Das abschließende Kapitel „Denken und Handeln“ hat eine ganz eigene Kraft. Es lädt die Lesenden ein, sich ihrer Verantwortung und Selbstwirksamkeit bewusst zu werden. Göpel ermutigt dazu „jeden Tag Teil der Veränderung (zu) sein, die wir uns für die Welt wünschen, auch wenn sich diese Veränderung erst einmal klein und wenig anfühlt.“ (GÖPEL 2021, S. 184) Göpel weist darauf hin, welche Kraft konkrete Schritte und Entscheidungen im eigenen Wirkungsbereich haben: „Konzentrieren Sie sich auf das, was in Ihrer Macht liegt, und kümmern Sie sich nicht zu sehr um das, was nicht in Ihrer Macht liegt.“ (Göpel 2021,S.190)
Maja Göpel ist ein ebenso anregendes wie hoffnungsvolles und mutmachendes Buch gelungen. Sie zeigt darin Wege auf, wie wir als Menschheit gemeinsam die aktuellen Krisen meistern können. Göpels fundierte und fachliche Analysen sind gut nachvollziehbar. Auch komplizierte Zusammenhänge werden von ihr prägnant und gut verständlich dargestellt. Göpel gelingt es, „die großen Linien des heute zu spürenden Zeitenwandels in möglichst zugänglicher Form darzulegen und ein paar Ideen und Sichtweisen anzubieten, die zwischen den scheinbar unauflöslichen Positionen der Bewahrerinnen und Blockiererinnen vermitteln.“ (GÖPEL 2021, S. 18) Sie bringt so Orientierung in den Suchprozess nach einer gemeinsamen, nachhaltigen Zukunft.
Am Ende des Buches wird deutlich, wie sehr es in dieser Krisen erfüllten Zeit darauf ankommt, dass wir uns als Menschheit ein „neues Denken“ zu eigen machen müssen, wenn wir eine gute, gemeinsame Zukunft haben möchten.
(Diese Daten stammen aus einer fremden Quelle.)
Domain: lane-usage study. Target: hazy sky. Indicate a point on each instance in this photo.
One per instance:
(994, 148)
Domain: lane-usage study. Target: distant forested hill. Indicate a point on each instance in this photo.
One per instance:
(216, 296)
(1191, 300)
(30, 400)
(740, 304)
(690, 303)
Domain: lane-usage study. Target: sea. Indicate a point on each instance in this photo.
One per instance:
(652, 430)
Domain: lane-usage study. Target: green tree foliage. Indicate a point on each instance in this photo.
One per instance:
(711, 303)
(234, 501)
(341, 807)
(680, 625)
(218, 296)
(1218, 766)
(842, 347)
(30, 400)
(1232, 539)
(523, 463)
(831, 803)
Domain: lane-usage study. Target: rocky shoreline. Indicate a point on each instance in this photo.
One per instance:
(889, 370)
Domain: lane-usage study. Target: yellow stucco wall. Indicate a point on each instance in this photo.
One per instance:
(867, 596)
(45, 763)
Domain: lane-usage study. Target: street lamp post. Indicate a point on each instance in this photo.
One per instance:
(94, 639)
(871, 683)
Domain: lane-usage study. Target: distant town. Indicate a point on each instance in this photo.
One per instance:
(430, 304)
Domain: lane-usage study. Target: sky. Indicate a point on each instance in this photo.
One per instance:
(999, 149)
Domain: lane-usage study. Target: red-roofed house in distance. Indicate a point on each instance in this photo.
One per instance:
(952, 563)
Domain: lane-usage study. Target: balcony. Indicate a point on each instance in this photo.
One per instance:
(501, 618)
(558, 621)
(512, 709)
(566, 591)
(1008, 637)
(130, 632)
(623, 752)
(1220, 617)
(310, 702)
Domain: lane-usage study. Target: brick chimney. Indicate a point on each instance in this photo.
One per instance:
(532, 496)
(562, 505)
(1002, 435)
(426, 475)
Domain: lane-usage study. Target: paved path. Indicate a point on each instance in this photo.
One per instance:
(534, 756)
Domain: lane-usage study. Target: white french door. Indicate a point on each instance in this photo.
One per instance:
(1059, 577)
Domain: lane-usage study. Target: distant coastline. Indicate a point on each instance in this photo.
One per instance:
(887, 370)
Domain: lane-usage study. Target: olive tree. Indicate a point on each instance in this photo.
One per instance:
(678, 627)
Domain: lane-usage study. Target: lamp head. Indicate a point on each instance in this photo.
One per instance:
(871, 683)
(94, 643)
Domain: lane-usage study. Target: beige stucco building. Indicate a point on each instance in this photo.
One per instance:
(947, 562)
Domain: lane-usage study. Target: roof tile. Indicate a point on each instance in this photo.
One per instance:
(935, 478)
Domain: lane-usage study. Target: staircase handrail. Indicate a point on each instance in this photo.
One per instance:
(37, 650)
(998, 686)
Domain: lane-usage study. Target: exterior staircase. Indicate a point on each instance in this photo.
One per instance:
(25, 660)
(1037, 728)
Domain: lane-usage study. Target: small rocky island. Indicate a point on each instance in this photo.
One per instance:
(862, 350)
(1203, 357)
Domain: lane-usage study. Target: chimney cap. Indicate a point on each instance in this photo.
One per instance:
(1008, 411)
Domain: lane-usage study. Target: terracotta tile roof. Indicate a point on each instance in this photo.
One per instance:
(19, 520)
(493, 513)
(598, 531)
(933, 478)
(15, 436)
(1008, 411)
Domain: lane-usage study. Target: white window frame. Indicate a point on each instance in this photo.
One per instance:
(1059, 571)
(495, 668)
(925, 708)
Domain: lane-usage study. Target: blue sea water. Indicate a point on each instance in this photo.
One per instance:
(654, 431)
Göpel weist uns dabei auf unsere Gestaltungsmöglichkeiten und somit auch auf unsere Verantwortung hin, die uns als Menschheit insgesamt, aber auch jedem einzelnen als Individuum zukommt. Denn Zukunft, so Göpel, „ist nichts, was bloß vom Himmel fällt. Nichts, das einfach so passiert. Sie ist in vielen Teilen das Ergebnis unserer Entscheidungen.“ (GÖPEL 2021, S. 14)
Der Kairos unserer Zeit ruft uns auf, „unsere Welt neu zu denken“. Wir sind eingeladen, die nachhaltige Entwicklung der Gesellschaft und unseres Wirtschaftssystems mitzugestalten. Göpels Buch macht Mut und weckt Lust, Teil dieser Bewegung zu sein.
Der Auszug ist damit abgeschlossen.